When any condition violated. (1) Small population: random fluctuations (genetic drift). (2) Mutation: introduces new alleles. (3) Migration (gene flow): adds/removes alleles. (4) Selection: differential reproduction. (5) Non-random mating: assortative (similar mates) or disassortative. Each cause type of evolution. Tracking deviations reveals what's happening.

What about more than two alleles?

Extended formula. For three alleles A1, A2, A3 with frequencies p, q, r (sum to 1): genotype frequencies (p+q+r)² = p² + q² + r² + 2pq + 2pr + 2qr. Each homozygote: f². Each heterozygote: 2 × f1 × f2. ABO blood: alleles I^A, I^B, I^O. Frequencies vary by population.

What is genetic drift?

Random changes in allele frequencies. Most important in small populations. Each generation: who reproduces is partly chance. Some alleles increase by chance; others decrease. Possible: alleles become fixed (frequency 1) or lost (frequency 0). Stronger effect in: small populations, neutral mutations. With selection: deterministic (large pop) or stochastic (small pop).

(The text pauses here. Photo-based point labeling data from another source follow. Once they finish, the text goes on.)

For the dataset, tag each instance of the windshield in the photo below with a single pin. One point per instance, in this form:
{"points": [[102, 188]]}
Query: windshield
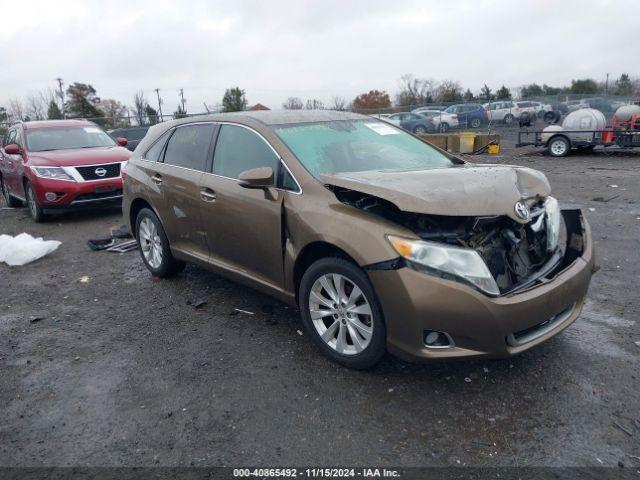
{"points": [[64, 138], [358, 145]]}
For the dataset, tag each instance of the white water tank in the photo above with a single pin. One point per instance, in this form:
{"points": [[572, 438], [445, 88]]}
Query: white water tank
{"points": [[584, 119], [624, 113]]}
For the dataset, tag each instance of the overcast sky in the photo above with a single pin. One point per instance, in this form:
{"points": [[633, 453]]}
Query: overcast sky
{"points": [[311, 49]]}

What's the founder effect?

Special case of genetic drift. Small group founds new population. Random sample of original gene pool. Allele frequencies different from source. Can lose rare alleles. Examples: Amish populations (high frequency of certain genetic disorders due to founders), Galapagos finches. Important in: speciation, population genetics, conservation.